Pertama, buka browser di ponsel dan akses laman cekbansos.kemensos.go.id. Masukkan data wilayah secara berurutan mulai provinsi, kabupaten/kota, kecamatan, hingga desa atau kelurahan.
Ketikkan nama lengkap sesuai Kartu Tanda Penduduk (KTP) dan isi kode captcha empat huruf yang muncul untuk verifikasi keamanan. Klik tombol "CARI DATA" untuk memulai proses pencocokan dengan database DTKS.
Sistem akan menampilkan status bantuan yang diterima beserta periode pencairannya jika data warga terdaftar.
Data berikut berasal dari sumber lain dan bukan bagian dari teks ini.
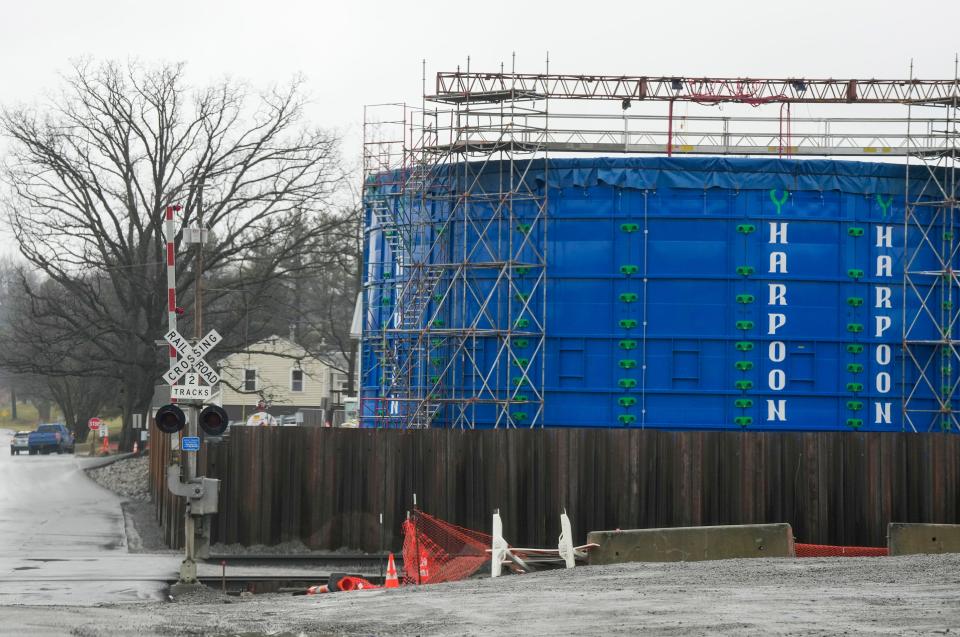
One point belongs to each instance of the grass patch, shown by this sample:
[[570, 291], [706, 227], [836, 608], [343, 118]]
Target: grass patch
[[27, 418]]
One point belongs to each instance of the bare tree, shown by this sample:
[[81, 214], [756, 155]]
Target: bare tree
[[91, 173]]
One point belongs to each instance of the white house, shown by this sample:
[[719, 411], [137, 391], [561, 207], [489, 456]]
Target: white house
[[282, 374]]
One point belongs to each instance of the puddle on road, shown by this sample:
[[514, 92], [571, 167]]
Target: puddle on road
[[286, 634]]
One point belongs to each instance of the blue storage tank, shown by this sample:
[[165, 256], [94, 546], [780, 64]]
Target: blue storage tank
[[717, 293]]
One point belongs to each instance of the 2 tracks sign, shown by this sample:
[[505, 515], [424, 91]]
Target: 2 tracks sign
[[192, 364]]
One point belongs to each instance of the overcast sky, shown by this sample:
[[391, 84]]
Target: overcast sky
[[355, 52]]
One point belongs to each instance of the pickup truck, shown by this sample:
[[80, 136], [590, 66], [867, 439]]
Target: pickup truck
[[47, 438]]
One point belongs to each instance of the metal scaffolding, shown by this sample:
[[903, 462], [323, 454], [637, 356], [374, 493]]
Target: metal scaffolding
[[931, 285], [458, 299], [456, 229]]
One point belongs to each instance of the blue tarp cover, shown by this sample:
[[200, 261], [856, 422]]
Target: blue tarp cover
[[645, 173]]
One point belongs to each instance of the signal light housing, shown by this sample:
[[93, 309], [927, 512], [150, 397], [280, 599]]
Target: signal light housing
[[214, 420], [170, 419]]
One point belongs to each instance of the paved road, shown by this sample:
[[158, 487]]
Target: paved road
[[62, 537]]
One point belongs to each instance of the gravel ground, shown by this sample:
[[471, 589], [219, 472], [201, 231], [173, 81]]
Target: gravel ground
[[863, 596], [128, 478]]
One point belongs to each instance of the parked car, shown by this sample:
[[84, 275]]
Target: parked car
[[20, 443], [47, 438]]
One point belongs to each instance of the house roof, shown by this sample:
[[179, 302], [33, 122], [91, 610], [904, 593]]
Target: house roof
[[279, 346]]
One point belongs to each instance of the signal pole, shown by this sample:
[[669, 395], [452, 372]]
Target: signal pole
[[201, 493]]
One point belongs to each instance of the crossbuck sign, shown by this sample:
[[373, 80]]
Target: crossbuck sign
[[191, 358]]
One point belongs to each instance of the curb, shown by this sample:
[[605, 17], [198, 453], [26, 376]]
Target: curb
[[95, 463]]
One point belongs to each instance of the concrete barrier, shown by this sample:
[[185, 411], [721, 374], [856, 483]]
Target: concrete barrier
[[695, 543], [910, 539]]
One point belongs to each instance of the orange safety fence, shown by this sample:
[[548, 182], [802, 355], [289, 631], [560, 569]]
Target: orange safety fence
[[437, 551], [827, 550]]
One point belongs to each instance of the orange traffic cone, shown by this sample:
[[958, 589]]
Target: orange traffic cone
[[391, 581]]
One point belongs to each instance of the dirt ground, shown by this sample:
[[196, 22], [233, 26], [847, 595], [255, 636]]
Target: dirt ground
[[876, 596]]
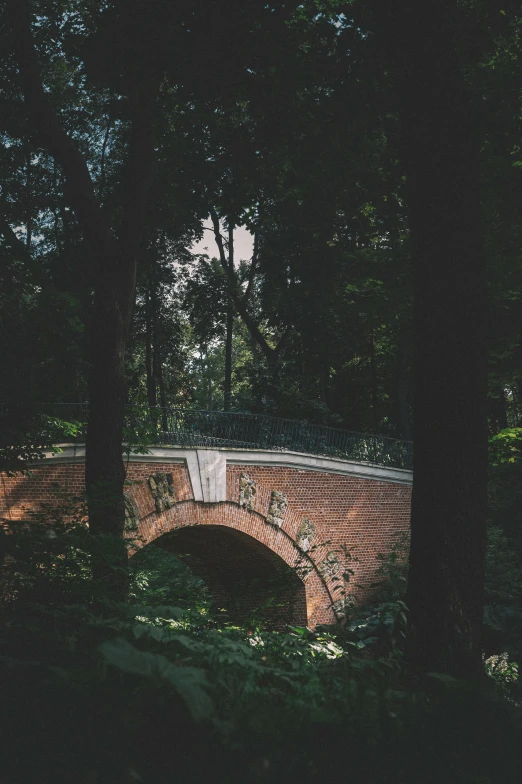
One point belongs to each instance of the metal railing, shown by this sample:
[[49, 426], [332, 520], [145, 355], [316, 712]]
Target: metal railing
[[211, 429]]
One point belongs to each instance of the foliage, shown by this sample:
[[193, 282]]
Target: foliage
[[505, 446], [157, 688]]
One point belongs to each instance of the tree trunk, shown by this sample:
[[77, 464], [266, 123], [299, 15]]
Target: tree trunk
[[114, 280], [151, 381], [227, 387], [373, 382], [104, 468], [403, 386], [440, 154]]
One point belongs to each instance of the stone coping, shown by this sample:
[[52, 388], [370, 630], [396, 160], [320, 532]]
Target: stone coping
[[198, 461]]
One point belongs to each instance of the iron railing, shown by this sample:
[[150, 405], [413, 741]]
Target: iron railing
[[210, 429]]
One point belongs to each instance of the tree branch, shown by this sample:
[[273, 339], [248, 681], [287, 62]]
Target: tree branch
[[235, 296], [79, 186]]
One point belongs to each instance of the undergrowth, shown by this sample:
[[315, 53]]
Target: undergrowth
[[160, 689]]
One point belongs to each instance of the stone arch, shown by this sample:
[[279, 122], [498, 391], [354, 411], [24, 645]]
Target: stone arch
[[229, 515]]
Proses ini memakan waktu beberapa detik selama koneksi internet stabil.
Selain situs Kemensos, pemerintah juga mengelola data P3KE yang bisa diakses melalui kanal kementerian terkait. Namun verifikasi akhir tetap mengacu pada DTKS sebagai basis data tunggal program bansos nasional.
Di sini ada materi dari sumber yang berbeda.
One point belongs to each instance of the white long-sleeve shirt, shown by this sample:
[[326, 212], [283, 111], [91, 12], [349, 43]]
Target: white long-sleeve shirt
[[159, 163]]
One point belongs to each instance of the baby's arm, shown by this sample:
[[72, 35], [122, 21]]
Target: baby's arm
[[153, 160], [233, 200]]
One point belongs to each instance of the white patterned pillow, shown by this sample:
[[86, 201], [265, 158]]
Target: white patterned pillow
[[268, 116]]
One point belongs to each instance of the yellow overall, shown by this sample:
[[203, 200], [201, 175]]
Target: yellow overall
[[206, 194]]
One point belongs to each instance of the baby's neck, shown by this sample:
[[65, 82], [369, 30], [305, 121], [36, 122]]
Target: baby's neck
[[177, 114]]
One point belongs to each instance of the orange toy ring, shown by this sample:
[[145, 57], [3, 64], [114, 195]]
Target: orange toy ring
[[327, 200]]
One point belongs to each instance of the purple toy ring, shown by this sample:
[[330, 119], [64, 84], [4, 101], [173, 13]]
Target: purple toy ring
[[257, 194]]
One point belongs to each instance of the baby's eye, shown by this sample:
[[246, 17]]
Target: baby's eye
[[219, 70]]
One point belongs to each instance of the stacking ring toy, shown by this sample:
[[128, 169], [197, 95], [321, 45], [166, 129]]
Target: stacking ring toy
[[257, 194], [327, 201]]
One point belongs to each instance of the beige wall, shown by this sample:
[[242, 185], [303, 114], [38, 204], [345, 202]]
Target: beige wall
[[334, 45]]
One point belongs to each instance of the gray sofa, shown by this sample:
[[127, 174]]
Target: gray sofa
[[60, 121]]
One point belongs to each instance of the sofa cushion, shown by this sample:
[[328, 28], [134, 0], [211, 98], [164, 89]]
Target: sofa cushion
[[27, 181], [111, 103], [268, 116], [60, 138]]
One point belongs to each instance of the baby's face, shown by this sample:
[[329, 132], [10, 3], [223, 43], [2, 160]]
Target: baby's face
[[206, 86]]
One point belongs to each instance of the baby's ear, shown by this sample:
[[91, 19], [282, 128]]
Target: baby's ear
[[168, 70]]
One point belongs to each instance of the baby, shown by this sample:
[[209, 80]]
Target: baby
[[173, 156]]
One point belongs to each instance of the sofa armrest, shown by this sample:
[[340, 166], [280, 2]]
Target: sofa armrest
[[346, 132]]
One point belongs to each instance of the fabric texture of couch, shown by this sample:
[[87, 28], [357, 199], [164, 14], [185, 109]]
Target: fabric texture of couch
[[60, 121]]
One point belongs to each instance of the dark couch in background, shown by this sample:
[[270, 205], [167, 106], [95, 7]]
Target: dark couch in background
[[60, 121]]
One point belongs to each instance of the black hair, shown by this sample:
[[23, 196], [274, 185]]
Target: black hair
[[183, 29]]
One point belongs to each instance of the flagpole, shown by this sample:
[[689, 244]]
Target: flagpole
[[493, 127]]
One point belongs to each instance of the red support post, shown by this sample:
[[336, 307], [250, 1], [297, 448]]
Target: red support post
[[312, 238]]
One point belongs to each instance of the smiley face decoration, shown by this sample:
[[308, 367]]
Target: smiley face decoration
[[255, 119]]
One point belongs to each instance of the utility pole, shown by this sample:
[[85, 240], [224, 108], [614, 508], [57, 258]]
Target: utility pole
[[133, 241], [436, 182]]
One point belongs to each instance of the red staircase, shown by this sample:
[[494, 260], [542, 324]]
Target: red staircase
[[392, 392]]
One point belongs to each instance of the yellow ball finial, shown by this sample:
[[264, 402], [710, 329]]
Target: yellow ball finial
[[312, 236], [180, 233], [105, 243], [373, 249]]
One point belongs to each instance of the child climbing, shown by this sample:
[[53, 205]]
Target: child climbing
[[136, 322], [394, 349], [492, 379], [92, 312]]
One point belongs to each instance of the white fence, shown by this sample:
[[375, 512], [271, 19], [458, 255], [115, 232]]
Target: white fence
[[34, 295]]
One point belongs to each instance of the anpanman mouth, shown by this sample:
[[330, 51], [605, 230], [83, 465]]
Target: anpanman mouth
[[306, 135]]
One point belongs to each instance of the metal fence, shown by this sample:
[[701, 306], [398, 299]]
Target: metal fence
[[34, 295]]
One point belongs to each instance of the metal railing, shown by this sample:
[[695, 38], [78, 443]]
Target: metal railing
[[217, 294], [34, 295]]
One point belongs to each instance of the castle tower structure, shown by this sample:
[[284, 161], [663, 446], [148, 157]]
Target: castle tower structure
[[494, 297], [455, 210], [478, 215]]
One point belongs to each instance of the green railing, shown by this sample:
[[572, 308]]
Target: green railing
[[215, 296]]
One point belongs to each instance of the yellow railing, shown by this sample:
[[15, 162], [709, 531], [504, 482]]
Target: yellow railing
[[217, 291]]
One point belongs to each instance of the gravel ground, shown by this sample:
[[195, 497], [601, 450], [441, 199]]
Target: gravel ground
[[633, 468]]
Masyarakat perlu memastikan data kependudukan sudah terupdate di Dinas Sosial setempat. Warga yang namanya tidak muncul dalam sistem bisa melapor ke pendamping sosial atau kantor desa untuk proses usulan perbaikan data.
Pemerintah menargetkan seluruh data penerima bansos 2026 sudah terintegrasi dalam satu sistem digital agar tidak ada tumpang tindih penerima. Proses verifikasi berkala dilakukan setiap triwulan untuk menyesuaikan kondisi ekonomi rumah tangga.